Legendarne i baśniowe istoty z Malty

Nasz świat to jedno wielkie skupisko mitów i opowieści o magicznych istotach i nadprzyrodzonych wydarzeniach. Każdy kraj, region, miasto czy nawet najmniejsza wioska ma własne, niepowtarzalne legendy, przekazywane z pokolenia na pokolenie. Również Malta jest pełna historii o baśniowych istotach, stworach obecnych w świadomości i codzienności nie tylko dzieci, ale i dorosłych.

Co ciekawe wiele maltańskich legend wykazuje pewne podobieństwa z naszymi słowiańskimi podaniami o nadprzyrodzonych istotach, doskonale opisanymi np. w popularnym Bestiariuszu słowiańskim lub znanymi nam z tradycji ustnej. Pragnę zaprezentować krótką listę legendarnych istot, jakie występują na Malcie i Gozo, oraz ich charakterystykę i ewentualne odniesienia do mitologii innych ludów.

Giganci: nie wiadomo, skąd się wzięli ani jak zniknęli. Legenda mówi, że w momencie kiedy ludzie przestali oddawać im cześć, po prostu rozpłynęli się w powietrzu. Jedna z Gigantek zakochała się w człowieku i miała z nim dziecko. Jego dalsze losy nie są jednak szczegółowo znane. Giganci byli wedle podań budowniczymi megalitycznych świątyń o nazwie Ġgantija na Gozo, zaliczanych współcześnie do najstarszych wolno stojących budowli na świecie (starszych niż piramidy egipskie).

Gawgaw: zombie, który chowa się najczęściej w zbiornikach wodnych, np. w studniach. Czyha tam na niewinne dzieci, aby je pożreć. Może wykazywać podobieństwa z norweskim Nökken/Nyk/Nykkjen oraz polskim wodnikiem.

L-għajn: oznacza złe oko, obecne w wielu kulturach od starożytnej Grecji i Rzymu, poprzez Izrael i Turcję aż po Polskę. Następstwem spojrzenia złego oka jest rzucony na kogoś urok lub klątwa, działająca na jego szkodę, a czasem prowadząca nawet do jego śmierci.
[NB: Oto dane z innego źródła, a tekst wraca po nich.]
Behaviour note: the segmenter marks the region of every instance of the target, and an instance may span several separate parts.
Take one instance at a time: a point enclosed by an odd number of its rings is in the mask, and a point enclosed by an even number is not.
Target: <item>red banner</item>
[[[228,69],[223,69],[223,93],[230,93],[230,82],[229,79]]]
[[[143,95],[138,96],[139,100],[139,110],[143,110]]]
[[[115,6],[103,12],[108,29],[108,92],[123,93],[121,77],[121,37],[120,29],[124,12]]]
Maltańczycy wierzyli, że można się od niego uchronić, np. wstawiając pod próg domostwa talerz z solą.

Wampir z Valletty: podobno nikt nie może się czuć bezpieczny po zmroku w licznych wąskich, ciemnych uliczkach Valletty. Wampir miał atakować, zwłaszcza niewinne kobiety, już od czasów średniowiecza. Dotychczas nie został ujęty i pozostaje na wolności.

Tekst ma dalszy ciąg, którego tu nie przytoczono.